NOTA²: localização da rua que tem o nome em homenagem a vovó, aqui.
NOTA³: e seu Maia, largue de coisa que ainda vai demorar pra você reencontrar voinha, aguente mais um pouco a saudade, porque sua filha ainda quer colocar em seus braços um neto. Te amo!

terça-feira, 3 de dezembro de 2013

Cheio, cheio.

Lá no sertão nordestino vivia uma cabrocha* faceira escultural com lindos peitos e um bumbum redondo que quando em sua formosura e saliência andava, o mesmo girava pra lá e pra cá, o que endoidava os machos da região, deixando-os babando, pois a cabrocha era de parar o trânsito de carroças e cavalos.

Seu nome era Florinda e em toda redondeza perguntavam:

" - Florinda, Florinda, quem vai ser príncipe encantado?"

E ela dizia: "Só me caso com homem velho e rico e que me dê liberdade, pois ser escrava não quero! Prefiro viver livre e sambar!", já que toda sexta-feira Florinda sambava até o sol raiar.

Na mesma vila vivia um ancião, sessentão, o Seu Cornélio. Pacato, solteiro, homem de posses pois como era sozinho conseguiu juntar muito dinheiro. Era o solteirão cobiçado pelas vitalinas* da vila, mas Seu Cornélio era duro na queda, não dava bola para nenhuma delas.

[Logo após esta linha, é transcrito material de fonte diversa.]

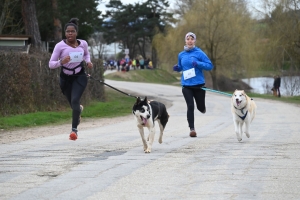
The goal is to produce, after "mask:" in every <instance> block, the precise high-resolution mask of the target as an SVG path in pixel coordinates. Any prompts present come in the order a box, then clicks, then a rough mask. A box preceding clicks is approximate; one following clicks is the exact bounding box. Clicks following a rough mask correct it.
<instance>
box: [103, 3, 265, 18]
mask: <svg viewBox="0 0 300 200" xmlns="http://www.w3.org/2000/svg"><path fill="white" fill-rule="evenodd" d="M145 1H146V0H121V2H122V3H123V4H135V3H138V2H141V3H142V2H145ZM108 2H109V0H103V3H102V4H100V6H98V10H100V11H102V13H103V12H104V11H105V10H106V9H107V8H106V7H105V5H106V4H108ZM174 2H175V0H169V3H170V6H171V7H173V6H172V4H173V3H174ZM247 2H248V6H249V8H250V10H252V9H251V8H253V7H258V6H259V4H258V2H259V1H258V0H247ZM253 15H255V13H253Z"/></svg>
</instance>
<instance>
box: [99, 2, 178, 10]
mask: <svg viewBox="0 0 300 200" xmlns="http://www.w3.org/2000/svg"><path fill="white" fill-rule="evenodd" d="M145 1H146V0H121V2H122V4H125V5H126V4H135V3H139V2H140V3H142V2H145ZM103 2H104V3H101V4H100V6H98V10H100V11H102V12H104V11H105V10H106V9H107V8H106V7H105V5H106V4H108V2H109V0H103ZM172 2H175V1H174V0H169V3H170V4H171V5H172Z"/></svg>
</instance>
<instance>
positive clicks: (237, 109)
mask: <svg viewBox="0 0 300 200" xmlns="http://www.w3.org/2000/svg"><path fill="white" fill-rule="evenodd" d="M233 107H234V108H235V109H237V110H240V111H241V112H242V114H244V108H246V106H245V107H243V108H241V109H238V108H237V107H235V106H233ZM247 112H248V111H247ZM246 115H247V114H246Z"/></svg>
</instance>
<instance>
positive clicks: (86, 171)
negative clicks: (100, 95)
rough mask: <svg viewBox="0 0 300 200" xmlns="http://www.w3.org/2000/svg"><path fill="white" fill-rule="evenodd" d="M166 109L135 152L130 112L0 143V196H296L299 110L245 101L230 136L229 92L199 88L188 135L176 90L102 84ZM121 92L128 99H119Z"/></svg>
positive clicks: (298, 161)
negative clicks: (245, 121) (77, 127)
mask: <svg viewBox="0 0 300 200" xmlns="http://www.w3.org/2000/svg"><path fill="white" fill-rule="evenodd" d="M106 83H108V84H111V85H113V86H114V87H116V88H119V89H126V90H132V91H134V92H135V93H139V94H141V95H143V96H149V97H152V98H154V99H155V100H158V99H164V100H166V101H167V102H168V103H171V104H172V106H171V107H169V108H168V112H169V114H170V119H169V122H168V124H167V126H166V129H165V133H164V137H163V143H162V144H159V143H158V141H157V140H158V127H156V130H157V134H156V137H155V141H154V144H153V148H152V152H151V153H150V154H145V153H144V152H143V146H142V141H141V138H140V135H139V133H138V130H137V127H136V126H135V122H134V120H133V117H132V116H131V115H130V113H129V115H128V120H125V121H119V122H116V123H115V124H113V125H105V126H102V127H96V128H91V129H88V130H84V131H81V132H80V135H79V139H78V140H77V141H75V142H74V141H69V140H68V139H67V137H66V135H52V136H51V135H49V136H48V137H44V138H38V139H32V140H27V141H23V142H18V143H11V144H4V145H1V146H0V152H1V155H0V199H2V200H3V199H20V200H24V199H30V200H32V199H39V200H40V199H51V200H52V199H59V200H61V199H68V200H69V199H80V200H81V199H88V200H91V199H130V200H131V199H139V200H140V199H146V200H147V199H149V200H150V199H151V200H152V199H218V200H219V199H300V169H299V168H300V162H299V158H300V154H299V152H300V145H299V141H300V134H299V132H300V120H299V114H300V107H299V106H295V105H291V104H284V103H279V102H275V101H271V100H262V99H254V100H255V102H256V104H257V107H258V109H257V115H256V118H255V119H254V121H253V123H252V124H251V126H250V138H246V137H245V135H243V140H242V142H238V141H237V139H236V135H235V133H234V126H233V122H232V116H231V112H230V97H227V96H223V95H220V94H215V93H211V92H207V93H206V94H207V95H206V106H207V112H206V114H204V115H203V114H201V113H200V112H198V111H196V112H195V113H196V117H195V119H196V122H195V126H196V131H197V133H198V137H197V138H190V137H189V129H188V125H187V120H186V105H185V102H184V99H183V97H182V93H181V88H180V87H175V86H166V85H154V84H143V83H129V82H117V81H109V80H107V81H106ZM124 98H129V97H126V96H124Z"/></svg>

Um dia quando cavalgada seu alazão*, Cornélio se deparou com Florinda e foi flechado instantaneamente pelo cupido. O velho ficou doido de amor pela moça viçosa que cantada, consentiu em se casar desde que o pretendente a deixasse livre para suas saídas ao samba das sextas-feiras, pois a casa do samba era vizinha da casa de Seu Cornélio.

Passado uns tempos Seu Cornélio começou a definhar pois Florinda muito fogosa estava acabando com as forças do Seu Cornélio. O seu fim era inevitável e numa sexta-feira o velho bateu as botas!

Florinda ficou doida, ia perder o samba? O que fazer?!

Uma amiga a aconselhou contratar carpideiras* e foi o que Florinda fez; contratou a carpideira e em troca a mesma receberia um saco de dinheiro.

E lá foi Florinda sambar deixando a carpideira fazendo o velório de Seu Cornélio.

Lá do samba Florinda ouvia a carpideira se lamentando: "Oh Deus meu, porque choro eu? Por um defunto que não é meu! Para ganhar um saco de dinheiro que não sei se será cheio ou meio..."

Florinda sambava, pulava se esfregava e gritava como resposta:

"Cheio, cheio bem socado, mais em cima e três punhados! Cheio, cheio bem socado, mais em cima e três punhados!"

E assim foi até de manhã quando o samba acabou e Florinda estava saciada de sua noitada festiva.


GLOSSÁRIO:
  • cabrocha:  mulata jovem, viçosa e feliz.
  • vitalinas:  mulher de idade que nunca casou.
  • alazão: cavalo.
  • carpideiras: mulheres que choram por defuntos nãos seus por dinheiro.